Saal gefüllt mit Leuten

Der Anteil an Senior*innen mit Migrationshintergrund nimmt zu, auch in unserer Region. Es sind Menschen, die in vielen Fällen vor Jahren in die Schweiz kamen, ein Leben lang hier gearbeitet haben und jetzt eine Rente beziehen und den Ruhestand geniessen.

Wie geht es ihnen? Was sind ihre spezifischen Bedürfnisse? Finden sie Zugang zu den vielfältigen Beratungs- und Dienstleistungsangeboten? Das Regionale Altersleitbild Sursee hat eine Bedarfserhebung bei Caritas Luzern in Auftrag gegeben, um genau dieses Thema zu beleuchten. Mit einer mündlichen Befragung von Schlüsselpersonen und einer Online-Umfrage bei Behörden und Fachstellen wurde abgeklärt, ob und wie Senior*innen mit Migrationshintergrund die Angebote nutzen und wo es Handlungsbedarf gibt.

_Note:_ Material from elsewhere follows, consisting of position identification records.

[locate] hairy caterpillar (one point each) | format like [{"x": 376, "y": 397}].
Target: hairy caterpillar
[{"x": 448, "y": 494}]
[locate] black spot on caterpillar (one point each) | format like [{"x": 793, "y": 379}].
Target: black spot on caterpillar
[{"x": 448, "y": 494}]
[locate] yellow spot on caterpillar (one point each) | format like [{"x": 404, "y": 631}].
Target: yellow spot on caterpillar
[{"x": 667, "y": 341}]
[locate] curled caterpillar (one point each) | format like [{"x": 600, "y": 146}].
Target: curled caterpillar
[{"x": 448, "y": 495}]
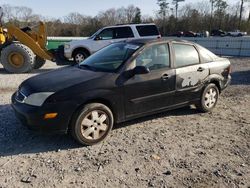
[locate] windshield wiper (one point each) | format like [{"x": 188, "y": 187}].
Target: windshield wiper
[{"x": 87, "y": 67}]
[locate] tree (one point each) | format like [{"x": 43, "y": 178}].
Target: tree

Die Probleme der Migrant*innen umfassen die Sprache, finanzielle Probleme, die Bildung und die Gesundheit. Oft reichen die Deutschkenntnisse nicht für eine Verständigung. Viele verstehen die erhaltenen Informationen nicht oder trauen sich aus sprachlichen Gründen nicht, Informationen einzuholen. Verbreitet sind kleine Renten sowie kaum Erspartes. Über finanzielle Probleme wird aber ungern gesprochen, es ist ein Tabu. Die älteren Migrant*innen sind zum Teil wenig gebildet, stammen aus ärmlichen und/oder ländlichen Verhältnissen. Viele sind körperlich oder psychisch belastet, nach einer Erwerbstätigkeit mit körperlich anstrengender Arbeit und niedrigem Einkommen. Verbreitet sind auch Hemmungen oder Misstrauen gegenüber den Institutionen und Behörden. Bürokratische Hürden oder Erfahrungen mit abweisenden Haltungen schrecken oft ab. Unter der portugiesischen Migrationsbevölkerung ist eine Rückkehr ins Heimatland sehr verbreitet während bei den anderen Sprachgruppen nur ein Teil ins Herkunftsland zurückreist. Bei den meisten Senior*innen mit Migrationshintergrund sind es die Familienangehörigen, die sich um die Betagten kümmern. Im Bericht wird aber auch festgehalten, dass eine Tendenz spürbar ist, dass sich gerade dieser Familienzusammenhalt in den letzten Jahren reduziert hat. Auch für Familien mit Migrationshintergrund wird es zunehmend vorstellbar, dass die Eltern in einem Pflegeheim statt zu Hause gepflegt werden.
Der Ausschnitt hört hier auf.